Physitrack fits this framework as a smartphone-first RTM platform with no proprietary hardware. Patients capture adherence, pain scores, and functional outcomes through the PhysiApp patient app on their own phone, so you avoid device procurement, charging routines, and the replacement overhead that comes with a wearable fleet. That model suits clinics that want to enroll patients quickly and keep the setup burden on staff low. Clinics with a genuine need for continuous high-fidelity sensor data should weigh that requirement against the ownership costs above.
Conclusão
Your device choice should follow the clinical need in front of you and the patients you actually treat, not the hardware a vendor wants to sell you. A knee rehab cohort that needs objective range-of-motion data has different requirements than a chronic low back caseload managed through structured check-ins and pain tracking. Start from what you need to measure, then find the lightest device category that captures it reliably. Hardware you have to procure, charge, clean, and replace only earns its place when phone-based tracking or self-report cannot answer the clinical question.

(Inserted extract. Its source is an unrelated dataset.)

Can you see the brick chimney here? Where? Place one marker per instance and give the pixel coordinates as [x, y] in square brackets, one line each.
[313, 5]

Physitrack's smartphone-first model fits clinics that want to run RTM without standing up a device inventory, since patients use hardware they already own and staff skip the pairing and distribution step. For a full platform view of remote therapeutic monitoring, including billing workflows and integrations, see Physitrack's RTM platform comparison content. This guide stays scoped to the device and sensor question on purpose.
Perguntas frequentes
Do patients need to buy a wearable to bill RTM? No. CMS's RTM codes 98975 through 98981 require non-physiological data, which structured self-report and smartphone-based tracking can capture. Physitrack's smartphone-first approach lets you collect billable adherence and pain data without distributing proprietary hardware, which removes procurement and replacement cost for the clinic.
Can RTM be done with just a smartphone? Yes, for most musculoskeletal caseloads a smartphone handles adherence logging, pain scales, and app-based check-ins. Physitrack runs RTM through the patient app on a phone the patient already owns, so onboarding takes minutes rather than a hardware handoff. The practical benefit is faster patient uptake and fewer abandoned devices threatening your data threshold.

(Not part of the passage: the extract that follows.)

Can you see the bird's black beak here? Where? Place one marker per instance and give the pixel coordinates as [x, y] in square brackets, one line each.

What data does CMS actually require for RTM? CMS requires non-physiological data such as therapy adherence, musculoskeletal system status, and patient-reported pain or function, distinct from the vitals that remote patient monitoring captures. Physitrack organizes this into structured records tied to prescribed programs, so the captured data maps to the code you intend to bill. That structure gives you a defensible record for the 16-days-of-data requirement.
How accurate does device data need to be for reimbursement? Reimbursement depends on capturing qualifying data across the required days, not on lab-grade sensor precision. Physitrack pairs self-report with in-app tracking so the data is consistent enough to support billing while staying practical for patients to submit. Accuracy still matters for clinical judgment, so match sensor fidelity to the decision you need to make.